L ’expression service public désigne deux éléments différents : une mission, qui est une activité d’intérêt général, et un mode d’organisation consistant, de façon directe ou indirecte, à faire prendre en charge ces activités d’intérêt général par des personnes, soit publiques (État, CDA, établissements publics) soit privées, mais sous le contrôle d’une personne publique.

Le service public apparaît encore aujourd’hui comme une fonction clé de l’administration, c’est-à-dire de l’ensemble des structures publiques ou privées chargées d’accomplir des activités d’intérêt général.

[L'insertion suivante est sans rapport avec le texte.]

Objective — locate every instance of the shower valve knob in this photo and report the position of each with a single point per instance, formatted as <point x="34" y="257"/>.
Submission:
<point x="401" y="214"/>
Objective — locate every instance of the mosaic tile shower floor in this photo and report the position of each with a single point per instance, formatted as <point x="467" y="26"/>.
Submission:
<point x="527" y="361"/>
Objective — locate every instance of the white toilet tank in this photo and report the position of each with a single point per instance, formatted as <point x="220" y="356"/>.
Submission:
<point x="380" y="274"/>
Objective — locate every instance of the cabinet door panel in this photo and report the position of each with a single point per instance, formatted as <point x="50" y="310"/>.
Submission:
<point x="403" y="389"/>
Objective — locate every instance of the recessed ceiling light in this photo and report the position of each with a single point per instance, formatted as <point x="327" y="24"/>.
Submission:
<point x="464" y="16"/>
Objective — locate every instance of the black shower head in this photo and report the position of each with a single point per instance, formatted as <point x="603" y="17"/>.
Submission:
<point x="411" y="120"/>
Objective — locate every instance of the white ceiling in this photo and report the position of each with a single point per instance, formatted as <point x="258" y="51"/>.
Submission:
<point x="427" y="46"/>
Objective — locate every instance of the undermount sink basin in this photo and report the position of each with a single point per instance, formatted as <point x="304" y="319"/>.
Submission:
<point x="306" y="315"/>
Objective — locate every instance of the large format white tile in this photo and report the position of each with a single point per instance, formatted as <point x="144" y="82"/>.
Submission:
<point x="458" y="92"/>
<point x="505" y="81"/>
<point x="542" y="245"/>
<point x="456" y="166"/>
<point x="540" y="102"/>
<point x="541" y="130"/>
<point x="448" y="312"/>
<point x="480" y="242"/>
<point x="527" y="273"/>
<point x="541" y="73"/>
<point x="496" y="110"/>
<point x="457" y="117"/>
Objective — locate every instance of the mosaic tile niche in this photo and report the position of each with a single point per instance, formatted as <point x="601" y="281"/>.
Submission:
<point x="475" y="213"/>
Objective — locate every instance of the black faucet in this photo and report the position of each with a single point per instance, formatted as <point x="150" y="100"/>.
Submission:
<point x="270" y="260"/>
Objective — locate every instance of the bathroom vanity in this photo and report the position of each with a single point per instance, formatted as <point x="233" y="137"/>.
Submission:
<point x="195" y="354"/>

Cependant, comme le mot administration, l’expression service public revêt plusieurs sens. Elle désigne d’une part, une activité ou une mission d’intérêt général sans interruption (ex :  ramassage des ordures de la ville, gestion des infrastructures de réseau d’eau, écoles rochelaises, urgences hospitalières,…) et, d’autre part, l’ensemble des organismes en charge de ces activités d’intérêt général et qui peuvent être aussi bien publics que privés (ex : sociétés d’autoroutes). On passe ainsi « du » service public « aux » services publics.

Actuellement, on observe une baisse des dotations, besoin de modernisation et d’optimisation du service public. La ville de La Rochelle et la CDA mettent en place des réformes qui vont définitivement marquer son fonctionnement.

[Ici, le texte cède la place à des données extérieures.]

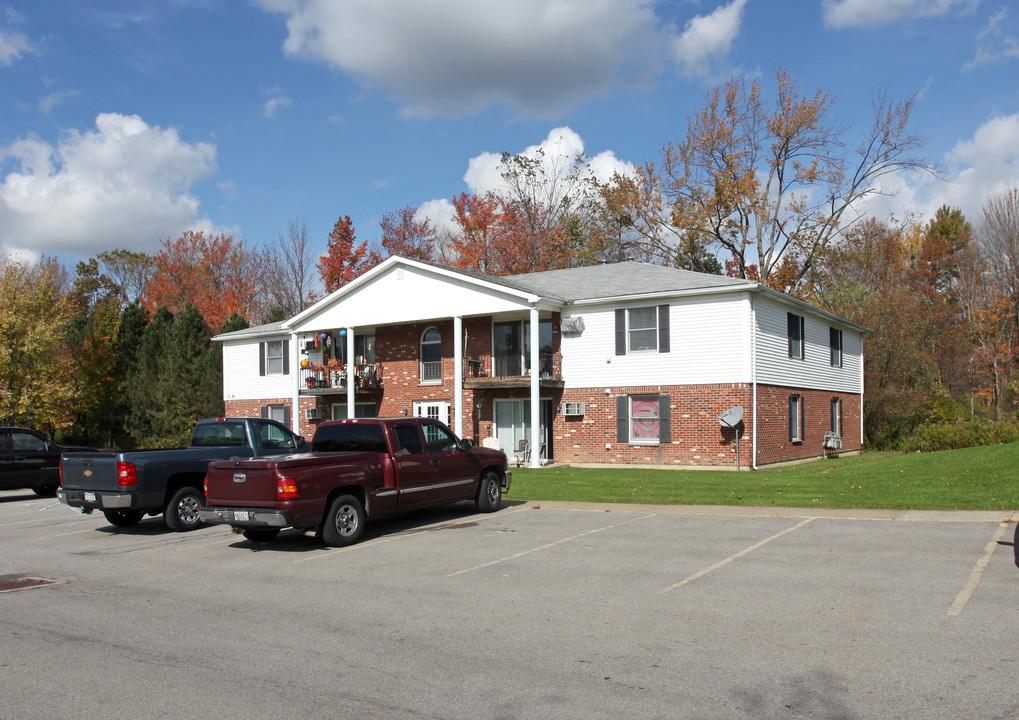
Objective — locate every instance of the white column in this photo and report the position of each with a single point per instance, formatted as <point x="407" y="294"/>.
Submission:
<point x="352" y="373"/>
<point x="296" y="385"/>
<point x="458" y="371"/>
<point x="535" y="392"/>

Compte tenu de la diminution des dotations, et des problèmes démographiques il va nous falloir une adaptation de nos services publics pour y trouver de la réactivité, et de l’efficience.

Pour ce qui nous concerne, nous pensons qu’il est nécessaire de muscler le service public dans un contexte qui a substantiellement changé sur le plan économique mais aussi le plan sociétal. Nous préférons positiver le retrait de l’Etat pour sauver notre service public local. Nous comptons moderniser les processus, et réorganiser les services surtout en cas de départs à la retraite.

Les organisations représentatives à l’intérieur de l’agglo et de la mairie doivent êtres plus que jamais considérés  comme les partenaires de tous les changements. Le management public et les élus ont davantage à gagner en étant attentif aux besoins des personnes concernées ;  à prendre en compte la complexité territoriale et redonner de l’importance à la gestion publique de nos biens communs. A défaut, l’eau renversée est difficile à rattraper.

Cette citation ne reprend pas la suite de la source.